Most VPN connections force all communications over the VPN
connection, which means once you establish the VPN connection, all
access must come from the connection with the "international"
connection.

Most of the time it is the VPN server that establishes this
requirement and the VPN client honors the VPN server's desires.

[Geoffrey S. Mendelson]

Bob Harris wrote:

> Most VPN connections force all communications over the VPN
> connection, which means once you establish the VPN connection, all
> access must come from the connection with the "international"
> connection.
>
> Most of the time it is the VPN server that establishes this
> requirement and the VPN client honors the VPN server's desires.

What happens in technical terms is that they each set a default route
via them as they are connected. The problem is that there can only be
one default route. You can check by opening a terminal window and typing
"netstat -r", or for IP address instead of names "netstat -rn".

Routes are taken from the most specific to the least, so a route to
a specific host is taken first, then the route to a specific subnet,
then the route to a less specific subnet if there is one, and so on.
If none of those exist, the default route is used.

Note that an interface implies a route to it's subnet, (which shows up
in a netstat), so for example if you have an ethernet interface
192.168.1.123 with a netmask of 255.255.255.0, it implies a route to
192.168.1.0 to 192.168.1.255 (.0 and .255 are special). You can see
the ip addresses of an interface by typing "ifconfig -a" or ifconfig and
the interface name, e.g. "ifconfig en0"

The VPN tunnel and the PPTP tunnel each create their own interface.
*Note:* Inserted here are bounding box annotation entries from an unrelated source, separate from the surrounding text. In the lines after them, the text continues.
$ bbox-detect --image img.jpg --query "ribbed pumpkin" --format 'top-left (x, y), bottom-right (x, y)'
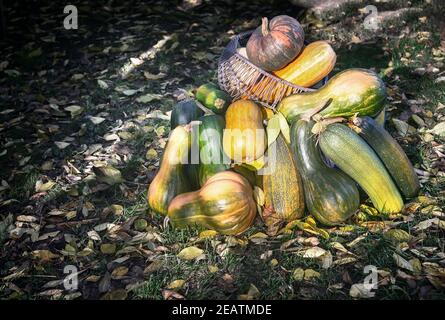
top-left (246, 15), bottom-right (304, 71)
top-left (223, 100), bottom-right (267, 162)
top-left (147, 126), bottom-right (191, 215)
top-left (274, 41), bottom-right (337, 87)
top-left (278, 69), bottom-right (386, 122)
top-left (263, 134), bottom-right (304, 221)
top-left (168, 171), bottom-right (256, 235)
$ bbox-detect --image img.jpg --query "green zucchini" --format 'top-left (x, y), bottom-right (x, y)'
top-left (198, 115), bottom-right (230, 187)
top-left (278, 69), bottom-right (386, 123)
top-left (319, 123), bottom-right (403, 213)
top-left (290, 120), bottom-right (360, 226)
top-left (353, 117), bottom-right (420, 198)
You can then use route commands to set up the proper routing.

Basicly, you want a route to the pptp tunneling host via the correct path,
a route to the VPN host (also some sort of tunnel) via the correct path,
a route to the computers (subnet, or just one) via the PPTP tunnel
and a default route to the VPN.

You can get information about the route command by typing "man route" in a
terminal window.

From there, I got that the syntax of a MacOS route command is:

route [-n] command [-net | -host] destination gateway [netmask]

This is all basic IP routing, which except for the actual syntax of the
commands is the same on UNIX, LINUX and Windows/NT/XP/VISTA so almost
any tutorial will do with some tweaking.

The reason I suggested SSH tunneling instead of PPTP, is it's much easier
to setup, much more secure, and since it only forwards IP ports on the
local computer does not mess with routing at all.

IMHO IP routing is one of those things that is very simple in concept, and
sometimes darn near impossible to "get right".